Since plaintiff claims exemption under ORS 307.112, are there any factual disputes as to whether plaintiff has complied with the statute? Plaintiff has alleged and defendant has admitted that the lease between plaintiff and Douglas County complies with the statutory requirement of ORS 307.112(l)(b).
The only remaining condition is that the property must actually be used in a manner to qualify for exemption under ORS 307.130 or ORS 307.140. The stipulation entered into by plaintiff and defendant appears to establish that the use does comply. At oral argument defendant sought to disavow this point of the stipulation on the grounds that counsel was unaware of all of the issues raised at the administrative hearing. That is not sufficient reason for the court to set aside the stipulation. Further, defendant, in its Amended Memorandum Of Law In Support Of Its Cross Motion For Summary Judgment, at 2, states:
"For purposes of this motion, defendant is assuming that plaintiff is a non-profit corporation granted exemption under ORS 307.130 and ORS 307.140 and there is no dispute regarding the use of the subject property in accordance with its religious, benevolent and charitable purposes." (Emphasis added.)
Although intervenor has not admitted or stipulated to the pertinent facts, it is in no position to object to admissions or stipulations of the other parties. The general rule is that intervenors are bound by the record or state of the case at the time of intervention. 67A CJS Parties § 86 (1978). Brune v. McDonald, 158 Or 364, 75 P2d 10 (1938). Intervenor did not seek intervention or become a party until February 9, 1989. Defendant filed its answer December 22, 1988, and the parties filed their Stipulation of Facts with the court on January 5, 1989. Thus, intervenor's case is limited by the facts established prior to its intervention. Taylor v. Pearl, 249 Or 611, 439 P2d 7 (1968). Now, therefore,
IT IS ORDERED that Plaintiffs Motion for Summary Judgment be, and hereby is, granted; and,
IT IS FURTHER ORDERED that defendant's Cross Motion For Summary Judgment be, and hereby is, denied; and
IT IS FURTHER ORDERED that neither party shall recover costs.

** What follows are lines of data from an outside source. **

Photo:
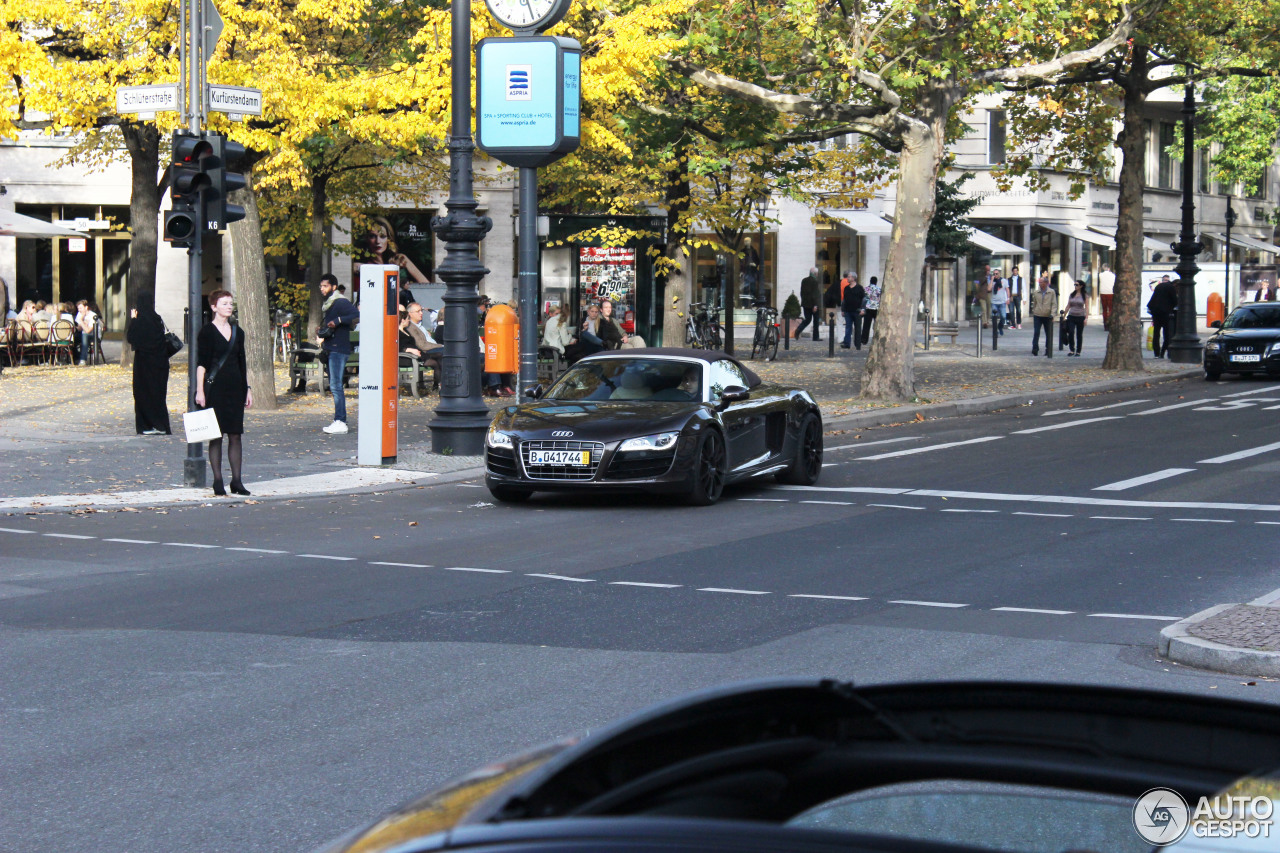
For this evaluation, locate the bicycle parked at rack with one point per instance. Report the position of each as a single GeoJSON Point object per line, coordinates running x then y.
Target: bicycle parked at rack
{"type": "Point", "coordinates": [702, 328]}
{"type": "Point", "coordinates": [766, 340]}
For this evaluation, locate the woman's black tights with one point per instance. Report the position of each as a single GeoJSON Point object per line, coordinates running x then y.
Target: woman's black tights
{"type": "Point", "coordinates": [234, 455]}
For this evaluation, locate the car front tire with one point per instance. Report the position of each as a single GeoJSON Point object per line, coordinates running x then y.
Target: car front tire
{"type": "Point", "coordinates": [807, 464]}
{"type": "Point", "coordinates": [709, 468]}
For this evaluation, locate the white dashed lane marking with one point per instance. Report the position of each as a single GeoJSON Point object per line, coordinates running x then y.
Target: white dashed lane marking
{"type": "Point", "coordinates": [644, 584]}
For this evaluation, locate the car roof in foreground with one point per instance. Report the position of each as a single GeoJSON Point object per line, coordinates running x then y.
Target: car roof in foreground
{"type": "Point", "coordinates": [682, 354]}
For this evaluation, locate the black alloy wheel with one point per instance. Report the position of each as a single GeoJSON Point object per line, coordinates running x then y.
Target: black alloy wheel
{"type": "Point", "coordinates": [807, 465]}
{"type": "Point", "coordinates": [708, 470]}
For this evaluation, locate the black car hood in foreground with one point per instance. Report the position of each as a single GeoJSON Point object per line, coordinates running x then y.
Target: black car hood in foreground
{"type": "Point", "coordinates": [595, 420]}
{"type": "Point", "coordinates": [769, 752]}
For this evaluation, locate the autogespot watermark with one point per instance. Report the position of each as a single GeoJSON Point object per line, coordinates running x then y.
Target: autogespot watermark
{"type": "Point", "coordinates": [1162, 816]}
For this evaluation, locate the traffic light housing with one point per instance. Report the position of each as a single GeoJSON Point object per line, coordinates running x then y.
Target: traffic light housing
{"type": "Point", "coordinates": [187, 181]}
{"type": "Point", "coordinates": [218, 213]}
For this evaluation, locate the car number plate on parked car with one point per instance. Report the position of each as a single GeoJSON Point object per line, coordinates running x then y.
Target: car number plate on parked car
{"type": "Point", "coordinates": [560, 457]}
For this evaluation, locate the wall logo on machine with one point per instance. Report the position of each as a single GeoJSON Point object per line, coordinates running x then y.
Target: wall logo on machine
{"type": "Point", "coordinates": [520, 82]}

The repealed provision read as follows:
"Real and personal property shall be exempt from taxation while it is held by a school district under a lease-purchase agreement executed after September 13, 1975, for a term exceeding one year and whereunder the rent payable by the school district is expressly agreed to have been established to reflect the savings resulting from the exemption from taxation. In the case of a lease-purchase agreement of only a portion of a building or facility the exemption shall apply only to such portion and the remaining portions shall be separately assessed and taxed. For purposes of this subsection, in order to constitute a 'lease-purchase agreement' the district must be entitled to acquire ownership of the property at a nominal or other price which is stated or determinable by the terms of the agreement and was not itself intended to reflect the true value of the property."
The preface to the Oregon Revised Statutes, at viii, notes:
"Occasionally, notes can be found indicating that a particular ORS section was not added to and made a part of the ORS series in which it appears. These notes mean that the addition was editorial and not by legislative action and are used where the series references are either too numerous or too complex to bear further adjustment. However, the note certainly does not mean that the section not added to a series or chapter is any less the law. The note is intended only to remind the user that definitions, penalties and other references to the series should be examined carefully to determine whether they apply to the noted section."